A follow-up experiment by Pohl et al. in August 2016 used a deuterium atom to create muonic deuterium and measured the deuteron radius. This experiment allowed the measurements to be 2.7 times more accurate, but also found a discrepancy of 7.5 standard deviations smaller than the expected value.

== Proposed resolutions ==

=== New physics ===
The uncertain nature of the experimental evidence did not stop theorists from attempting to explain the conflicting results. Among the postulated explanations were a three-body force, interactions between gravity and the weak force, or a flavour-dependent interaction, higher dimension gravity, a new boson, and the quasi-free hypothesis.

=== Measurement artefact ===
Randolf Pohl, the original investigator of the puzzle, stated that while it would be "fantastic" if the puzzle led to a discovery, the most likely explanation is not new physics but some measurement artefact. His personal assumption is that past measurements have misgauged the Rydberg constant and that the current official proton size is inaccurate.

=== Quantum chromodynamic calculation ===
In a paper by Belushkin et al. (2007), including different constraints and perturbative quantum chromodynamics, a smaller proton radius than the then-accepted 0.877 femtometres was predicted.

=== Proton radius extrapolation ===
Papers from 2016 suggested that the problem was with the extrapolations that had typically been used to extract the proton radius from the electron scattering data though these explanation would require that there was also a problem with the atomic Lamb shift measurements.

=== Data analysis method ===
In one of the attempts to resolve the puzzle without new physics, Alarcón et al. (2018) of Jefferson Lab have proposed that a different technique to fit the experimental scattering data, in a theoretically as well as analytically justified manner, produces a proton charge radius from the existing electron scattering data that is consistent with the muonic hydrogen measurement. Effectively, this approach attributes the cause of the proton radius puzzle to a failure to use a theoretically motivated function for the extraction of the proton charge radius from the experimental data. Another recent paper has pointed out how a simple, yet theory-motivated change to previous fits will also give the smaller radius.

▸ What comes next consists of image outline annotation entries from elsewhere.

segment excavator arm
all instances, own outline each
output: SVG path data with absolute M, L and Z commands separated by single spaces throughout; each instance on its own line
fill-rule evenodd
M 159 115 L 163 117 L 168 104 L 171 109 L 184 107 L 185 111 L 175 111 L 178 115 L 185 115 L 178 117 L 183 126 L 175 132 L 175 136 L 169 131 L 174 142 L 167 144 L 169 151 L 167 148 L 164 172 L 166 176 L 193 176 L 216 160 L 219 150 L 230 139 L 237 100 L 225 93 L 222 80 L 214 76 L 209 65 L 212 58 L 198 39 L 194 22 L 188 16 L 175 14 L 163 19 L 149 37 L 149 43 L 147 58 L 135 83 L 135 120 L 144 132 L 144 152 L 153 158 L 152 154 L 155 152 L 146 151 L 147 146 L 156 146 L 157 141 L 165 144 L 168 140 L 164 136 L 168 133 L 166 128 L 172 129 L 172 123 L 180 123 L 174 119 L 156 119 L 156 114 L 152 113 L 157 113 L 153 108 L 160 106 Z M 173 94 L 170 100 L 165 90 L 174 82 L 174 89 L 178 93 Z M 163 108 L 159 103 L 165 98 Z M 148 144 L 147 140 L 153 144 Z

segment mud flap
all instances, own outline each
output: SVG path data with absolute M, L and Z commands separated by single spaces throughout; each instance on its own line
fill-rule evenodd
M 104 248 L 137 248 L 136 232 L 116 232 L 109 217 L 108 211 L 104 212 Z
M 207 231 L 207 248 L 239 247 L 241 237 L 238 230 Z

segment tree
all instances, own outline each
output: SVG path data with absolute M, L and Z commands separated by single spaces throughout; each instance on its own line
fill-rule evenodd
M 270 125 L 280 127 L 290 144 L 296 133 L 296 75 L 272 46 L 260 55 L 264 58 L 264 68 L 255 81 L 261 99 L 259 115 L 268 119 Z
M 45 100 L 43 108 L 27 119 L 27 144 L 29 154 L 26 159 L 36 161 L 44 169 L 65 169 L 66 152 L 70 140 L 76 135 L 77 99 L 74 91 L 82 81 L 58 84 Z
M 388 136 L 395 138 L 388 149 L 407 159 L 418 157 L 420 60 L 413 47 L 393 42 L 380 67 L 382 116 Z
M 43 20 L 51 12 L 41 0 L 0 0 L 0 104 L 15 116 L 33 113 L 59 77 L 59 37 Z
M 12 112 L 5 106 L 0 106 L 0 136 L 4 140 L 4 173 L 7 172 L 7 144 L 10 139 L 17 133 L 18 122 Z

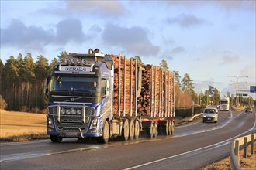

=== More recent spectroscopic measurements ===
In 2017 a new approach using a cryogenic hydrogen and Doppler-free laser excitation to prepare the source for spectroscopic measurements; this gave results ~5% smaller than the previously accepted spectroscopic values with much smaller statistical errors. This result was close to the 2010 muon spectroscopy result. These authors suggest that the older spectroscopic analysis did not include quantum interference effects that alter the shape of the hydrogen lines.

In 2019, another experiment for the spectroscopy Lamb shift used a variation of Ramsey interferometry that does not require the Rydberg constant to analyze. Its result, 0.833 fm, agreed with the smaller 2010 value once more.

=== More recent electron–proton scattering measurements ===
Also in 2019 W. Xiong et al. reported a similar result using extremely low momentum transfer electron scattering. Their results support the smaller proton charge radius, but do not explain why the results before 2010 came out larger.

=== 2022 analysis ===
A re-analysis of experimental data, published in February 2022, found a result consistent with the smaller value of approximately 0.84 fm.

=== 2026 atomic spectral results ===
High precision measurements of the 2s-6p electronic transition in atomic hydrogen reported in 2026 give a proton radius value of 0.8406(15) fm in excellent agreement with predictions from the standard model.